BLAKE, CASSELS & GRAYDON LLP v BAKER HUGHES CANADA COMPANY, 2019 ABQB 233

Dilts j

10.10: Time limitation on reviewing retainer agreements and charges
10.9: Reasonableness of retainer agreements and charges subject to review
13.5: Variation of time periods

Case Summary

The Respondent had retained the Applicant law firm to represent it in a complex and fast-paced lawsuit, pursuant to a retainer agreement (the “Retainer”). The terms of the Retainer included that legal fees would be charged based on time incurred, and that accounts would be paid in a timely manner as a condition for continued legal service.

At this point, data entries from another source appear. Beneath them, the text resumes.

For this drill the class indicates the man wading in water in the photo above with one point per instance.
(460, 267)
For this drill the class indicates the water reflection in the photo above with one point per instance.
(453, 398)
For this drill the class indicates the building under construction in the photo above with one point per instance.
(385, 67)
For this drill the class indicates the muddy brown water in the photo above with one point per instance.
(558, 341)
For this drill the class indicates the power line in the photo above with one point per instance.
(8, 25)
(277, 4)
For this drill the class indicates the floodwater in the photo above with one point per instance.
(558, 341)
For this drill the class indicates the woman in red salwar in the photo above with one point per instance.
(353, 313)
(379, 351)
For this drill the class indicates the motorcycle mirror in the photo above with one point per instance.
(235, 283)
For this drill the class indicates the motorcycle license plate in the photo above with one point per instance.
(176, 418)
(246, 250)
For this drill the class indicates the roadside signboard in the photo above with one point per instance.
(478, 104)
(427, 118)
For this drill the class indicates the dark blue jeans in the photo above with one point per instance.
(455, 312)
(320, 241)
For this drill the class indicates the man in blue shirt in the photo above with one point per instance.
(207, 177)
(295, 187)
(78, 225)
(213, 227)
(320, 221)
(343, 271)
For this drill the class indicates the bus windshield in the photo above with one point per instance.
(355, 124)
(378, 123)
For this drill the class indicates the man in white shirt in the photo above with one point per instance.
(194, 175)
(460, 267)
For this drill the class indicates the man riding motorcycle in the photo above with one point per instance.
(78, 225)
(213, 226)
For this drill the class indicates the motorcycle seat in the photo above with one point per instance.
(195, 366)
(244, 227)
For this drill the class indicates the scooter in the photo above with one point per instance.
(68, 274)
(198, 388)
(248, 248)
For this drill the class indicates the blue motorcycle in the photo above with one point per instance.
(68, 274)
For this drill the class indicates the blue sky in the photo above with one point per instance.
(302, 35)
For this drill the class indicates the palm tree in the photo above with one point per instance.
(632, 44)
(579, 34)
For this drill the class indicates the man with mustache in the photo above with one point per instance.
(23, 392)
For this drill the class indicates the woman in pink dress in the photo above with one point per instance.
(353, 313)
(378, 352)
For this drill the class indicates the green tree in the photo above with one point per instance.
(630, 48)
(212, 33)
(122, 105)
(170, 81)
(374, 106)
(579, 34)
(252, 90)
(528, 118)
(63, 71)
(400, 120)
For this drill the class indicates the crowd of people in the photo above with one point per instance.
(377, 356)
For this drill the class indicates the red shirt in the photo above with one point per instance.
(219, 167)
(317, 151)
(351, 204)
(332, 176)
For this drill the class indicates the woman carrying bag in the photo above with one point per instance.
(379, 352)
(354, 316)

The Applicant issued 23 accounts to the Respondent over a period of approximately 1.5 years, all of which were paid. The Respondent later appointed new counsel and entered into without prejudice discussions with the Applicant taking issue with certain of its accounts. When those discussions ended, the Respondent applied to extend the 6-month time limit imposed by Rule 10.10(2) to review 15 of the Applicant’s accounts.

Justice Dilts first noted that pursuant to Rules 10.9 and 10.10, the reasonableness of a lawyer’s account may be reviewed by a Review Officer within 6 months from the date the account was issued. While Rule 10.10(2) creates a time limit for such a review, it is not a limitation period and may be extended by the Court pursuant to Rule 13.5(2). Her Ladyship explained that the right of review promotes public confidence in the administration of justice, but the time limit ensures that requests for review are made promptly and that finality may be expected after a reasonable period of time. The review process allows for disputes to be resolved efficiently, encourages clients to raise concerns quickly, and allows lawyers to assess whether a receivable will or will not be collected in a timely manner.

Justice Dilts explained that the decision to extend the 6 month deadline pursuant to Rule 13.5(2) is discretionary. The Court should consider the policy and principles underlying the Rule along with the interests of justice, and may consider a non-exhaustive list of factors in doing so, including the extent of the delay, prejudice, whether there is evidence of over-charging, the relationship between the lawyer and client, the first intent to tax, and whether there was agreement to any amount. These factors may be inter-related and should be weighed together.

In this case, Justice Dilts found that the Respondent had put the Applicant on notice that it had concerns about legal fees early on, even though it waited to initiate a formal review process. However, the Respondent was a sophisticated client and had provided no reason for the delay. The potential prejudice from the delay included inconvenience to the Applicant, but that prejudice was not quantifiable or inordinate. Her Ladyship also noted that the Applicant’s fees were significantly higher than the estimate that it had provided, and held that the Respondent’s payment of disputed fees during the litigation should not be held against it. Further, Her Ladyship noted that despite the Applicant being a “sophisticated law firm with a robust accounting system”, its accounts were not transparent or consistent, which weighed in favour of extending time for review. As such, Justice Dilts extended the time limit imposed by Rule 10.10(2) for the accounts to be reviewed.